Feathersjs is a popular framework for building web APIs and real-time applications using JavaScript or TypeScript. In versions 5.0.39 and earlier, a critical vulnerability (CVE-2026-27193) exists due to the way HTTP request headers are handled within the session management system. Specifically, the OAuth service stores the entire HTTP headers object in the session, which is then persisted using the cookie-session middleware. While the session cookie is signed to prevent tampering, it is not encrypted and is base64-encoded, making it trivially decodable by anyone with access to the cookie. This design flaw leads to exposure of sensitive internal headers, including internal proxy or gateway headers that may contain API keys, service tokens, internal IP addresses, or other confidential infrastructure details. The vulnerability is particularly impactful in deployment scenarios where Feathersjs applications are placed behind reverse proxies or API gateways that add sensitive headers. Attackers can exploit this by simply reading the session cookie from the client side, without requiring authentication or user interaction. The vulnerability has a CVSS 4.0 score of 8.2 (high severity), reflecting the significant confidentiality impact and the complexity of attack due to specific deployment requirements. The issue was addressed and fixed in Feathersjs version 5.0.40 by presumably removing sensitive headers from the session cookie or encrypting the cookie contents.

The primary impact of this vulnerability is the unauthorized disclosure of sensitive internal information such as API keys, service tokens, and internal network details. This exposure can facilitate further attacks, including unauthorized access to backend services, lateral movement within internal networks, and compromise of other connected systems. Organizations using vulnerable Feathersjs versions in environments behind reverse proxies or API gateways are at risk of leaking critical infrastructure details to attackers who can capture or access client-side cookies. This can undermine confidentiality and potentially lead to broader security breaches. The vulnerability does not directly affect integrity or availability but significantly compromises confidentiality, which can cascade into more severe attacks. Since no authentication or user interaction is required, the attack surface is broad, though the complexity is elevated by the need for specific deployment configurations. The lack of known exploits in the wild currently reduces immediate risk but does not diminish the urgency of patching due to the high severity and ease of cookie decoding.

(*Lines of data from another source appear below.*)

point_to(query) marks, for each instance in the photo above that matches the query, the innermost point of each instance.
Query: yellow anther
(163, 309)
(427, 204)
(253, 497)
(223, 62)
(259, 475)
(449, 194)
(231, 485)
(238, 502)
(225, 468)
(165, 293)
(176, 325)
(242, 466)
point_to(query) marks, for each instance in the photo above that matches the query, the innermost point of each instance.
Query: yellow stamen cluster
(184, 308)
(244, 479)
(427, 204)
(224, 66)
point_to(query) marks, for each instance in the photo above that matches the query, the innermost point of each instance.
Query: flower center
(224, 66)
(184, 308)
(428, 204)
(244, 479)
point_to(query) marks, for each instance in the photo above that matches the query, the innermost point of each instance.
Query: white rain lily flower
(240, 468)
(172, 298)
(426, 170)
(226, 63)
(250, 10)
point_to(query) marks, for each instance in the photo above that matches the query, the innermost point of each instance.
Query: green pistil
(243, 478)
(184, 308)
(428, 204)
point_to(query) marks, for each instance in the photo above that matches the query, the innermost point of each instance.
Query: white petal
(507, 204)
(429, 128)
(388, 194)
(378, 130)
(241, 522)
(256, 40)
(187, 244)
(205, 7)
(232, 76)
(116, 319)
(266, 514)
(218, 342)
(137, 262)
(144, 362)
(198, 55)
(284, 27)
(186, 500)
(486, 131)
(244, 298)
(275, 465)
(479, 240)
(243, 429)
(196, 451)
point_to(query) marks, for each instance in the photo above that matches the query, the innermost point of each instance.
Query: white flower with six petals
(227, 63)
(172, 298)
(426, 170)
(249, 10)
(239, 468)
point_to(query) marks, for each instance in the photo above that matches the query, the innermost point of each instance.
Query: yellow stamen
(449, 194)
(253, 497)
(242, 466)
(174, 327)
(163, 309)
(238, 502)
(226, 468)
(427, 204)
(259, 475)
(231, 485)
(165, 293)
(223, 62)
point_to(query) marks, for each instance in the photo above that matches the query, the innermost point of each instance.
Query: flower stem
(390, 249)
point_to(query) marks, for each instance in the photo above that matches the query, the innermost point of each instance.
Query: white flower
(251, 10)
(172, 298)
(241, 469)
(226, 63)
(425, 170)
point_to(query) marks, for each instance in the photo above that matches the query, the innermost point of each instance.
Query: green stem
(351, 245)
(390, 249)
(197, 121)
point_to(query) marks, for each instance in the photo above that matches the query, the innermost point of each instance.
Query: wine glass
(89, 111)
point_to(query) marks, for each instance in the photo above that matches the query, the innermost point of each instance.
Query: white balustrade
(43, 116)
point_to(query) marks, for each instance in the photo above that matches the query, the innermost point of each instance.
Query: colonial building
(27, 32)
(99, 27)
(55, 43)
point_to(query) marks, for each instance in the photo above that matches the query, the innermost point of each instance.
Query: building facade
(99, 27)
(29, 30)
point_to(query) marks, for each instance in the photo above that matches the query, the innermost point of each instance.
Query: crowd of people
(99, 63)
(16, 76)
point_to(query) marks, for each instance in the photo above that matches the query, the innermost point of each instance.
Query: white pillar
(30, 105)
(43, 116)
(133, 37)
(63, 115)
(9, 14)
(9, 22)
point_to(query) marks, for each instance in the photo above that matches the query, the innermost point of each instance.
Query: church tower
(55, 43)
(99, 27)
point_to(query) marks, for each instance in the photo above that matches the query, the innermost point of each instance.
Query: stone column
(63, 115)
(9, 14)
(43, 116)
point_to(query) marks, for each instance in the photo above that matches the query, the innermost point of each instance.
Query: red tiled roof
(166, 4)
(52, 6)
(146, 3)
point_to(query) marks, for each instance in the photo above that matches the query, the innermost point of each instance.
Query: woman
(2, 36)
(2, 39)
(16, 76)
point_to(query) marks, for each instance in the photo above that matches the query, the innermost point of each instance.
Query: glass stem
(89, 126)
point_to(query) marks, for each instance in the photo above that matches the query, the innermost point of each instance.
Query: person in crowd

Organizations should immediately upgrade Feathersjs to version 5.0.40 or later, where this vulnerability is fixed. Until upgrading, a practical mitigation is to avoid storing sensitive headers in session cookies or to implement encryption for cookie contents to prevent plaintext exposure. Reviewing and minimizing the headers added by reverse proxies or API gateways can reduce sensitive data exposure. Additionally, configuring cookies with the Secure and HttpOnly flags can help prevent interception and client-side script access, though this does not prevent base64 decoding if the cookie is accessible. Network segmentation and strict access controls on internal services can limit the impact if sensitive information is leaked. Monitoring for unusual access patterns or attempts to read session cookies can provide early detection. Finally, auditing OAuth service configurations and session management practices to ensure no sensitive data is stored client-side is critical.